The photo of Alex Hannen in the living room was interesting. Whether the two of them had been lovers or not Angleton couldn’t be sure. On balance he’d say no – lovers, in his experience, usually possessed multiple images of each other, especially if they lived separately, whereas here there was only the one photo. Brodie clearly cared for her – deeply, to judge by the expensive silver frame in which the picture was enclosed – but if pushed Angleton would have gone for close friendship over romance.

Either way, what intrigued him more were the telling little clues tucked away in the corners of the photo. It had clearly been taken out in the remote desert – the western desert, he assumed, given their mutual interest in the place – and by Brodie himself, whose reflection could just be made out in the mirrored lenses of Hannen’s sunglasses.

In the background, off to the left and slightly blurred, were a couple of orange equipment cases (there was a similar case in the apartment hallway, containing some sort of radar or sensing device). Even more intriguing, behind Brodie in the reflection in Hannen’s shades, almost invisible – Angleton had to peer very hard with the mini-magnifying glass he always carried – was what appeared to be the tip of some sort of wing or sail, way too small for a plane. A kite? A hang glider? A microlight? He couldn’t tell, and there wasn’t time to take the photo away for digital enhancement. It was informative nonetheless, suggesting, when you factored in the equipment cases and remote desert setting, that as well as being personally close, Brodie and Hannen had also been working together in some way. A one-off trip? Part of some bigger project? Again, he couldn’t be sure, but it was another fragment of the picture. Piece by piece by piece.

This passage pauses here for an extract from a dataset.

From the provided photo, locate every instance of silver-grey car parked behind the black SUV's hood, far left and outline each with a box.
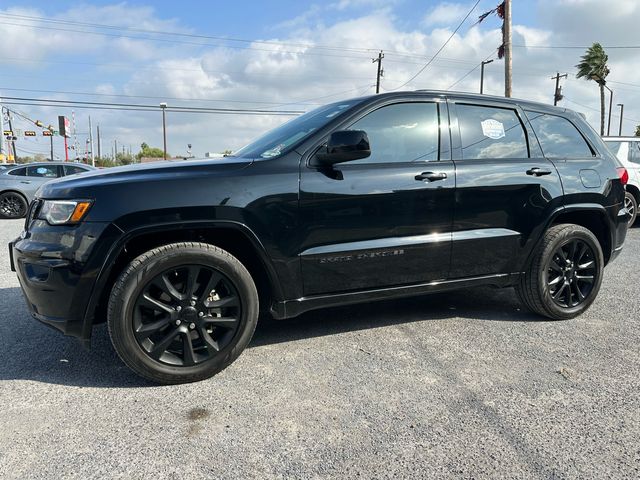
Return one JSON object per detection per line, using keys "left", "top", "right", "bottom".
{"left": 0, "top": 162, "right": 94, "bottom": 218}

He spent almost twenty minutes poring over the photo before glancing again at his watch – still plenty of time – and heading back into the study. He’d already given it the once-over, but it was clearly the nerve centre of Brodie’s world so he wanted to have another nose round before he left, see if anything more could be gleaned from it.

He stared again at the framed print on the wall behind the desk, repeating its legend –
The city of Zerzura is white like a pigeon, and on the door of it is carved a bird –
into his Dictaphone even though he’d already done so on his earlier sweep of the room.

The wooden filing cabinets lined up beside the desk also received a second inspection. Each was divided into five drawers, each drawer crammed with sheaves of notes, articles, photographs, charts, print-outs and maps, separated out into alphabetically headed sections, starting with Almasy in the top drawer of the first cabinet, and finishing with Zerzura in the bottom drawer of the last one.